Publishing in local journals may be best for sub-Saharan researchers, says study
January - February, 2009 | Volume 8, Issue 1
Photo by Bonnie Gillespie,
Courtesy of Photoshare
African researchers examine malaria-
infected blood stains
Research institutions in sub-Saharan African should encourage their scientists to publish in national peer-reviewed journals, which often have greater impact on medical outcomes than the more prestigious European and North American publications, says Fogarty’s Dr. Karen Hofman.
Writing in the Journal of the Medical Library Association, Hofman, director of international science policy, planning and evaluation, surveyed 10 years of publications from sub-Saharan African first authors and found that a majority publish in international journals.
“The reasons for this are complex and vary from one country to another,” wrote Hofman and her colleagues from the National Library of Medicine Dr. Barbara Rapp and Sheldon Kotzin. Co-author Christine Kayengo is chief librarian at the Medical School of Zambia in Lusaka and was a visiting fellow at NLM at the time the study was done.
“Researchers may target international journals preferentially because they frequently assume that publication in international journals, rather than national journals, is the single most important factor in the promotion policies at most in-country academic institutions,” they concluded.
The presence of sub-Sahara African first authors in Medline-indexed journals grew by 41 percent over the decade ending in 2005. Of the SSA first authors indexed in MEDLINE, the NIH bibliographic database, 40 percent came from South Africa, followed by Nigeria (16 percent) and Kenya (7 percent).
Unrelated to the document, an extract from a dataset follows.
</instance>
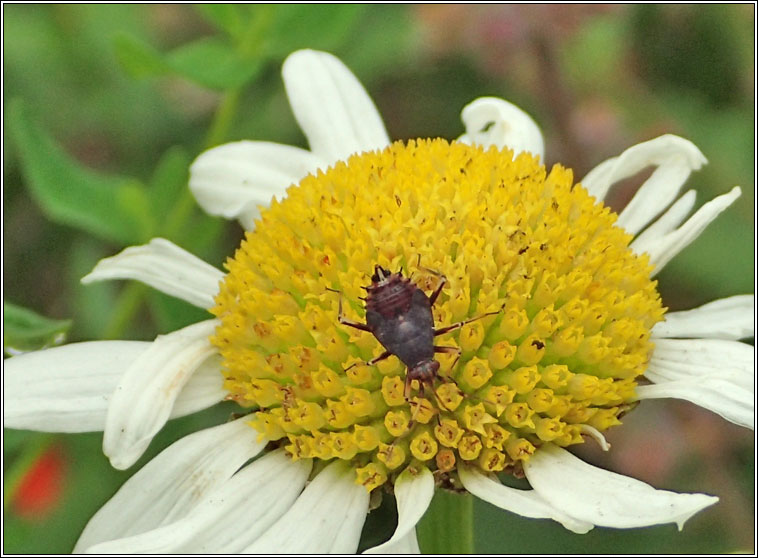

“National journals in the developing world are important because they have been shown to influence practice more than information published in North American or European journals,” Hofman said. “Communicating health research data regionally in areas with shared diseases and local conditions is also likely to be effective with respect to improving health outcomes.”
Use of country-specific journals costs less and may be more accessible to health care workers, and “In resource-poor settings, the gray literature (i.e., research results that appear in monographs and reports) also plays a critical role,” the article contends.
The authors recommend that sub-Saharan research institutions consider changing their practice of relying only on high-profile international publication in promotion and tenure decisions, giving equal weight to national journals indexed in credible databases such as MEDLINE.
“Mapping the health research landscape in Sub-Saharan Africa: a study of trends in biomedical publications.” KJ Hofman, CW Kanyengo, BA Rapp and S. Kotzin. J Med Libr Assoc. 2009 Jan;97(1):41-44.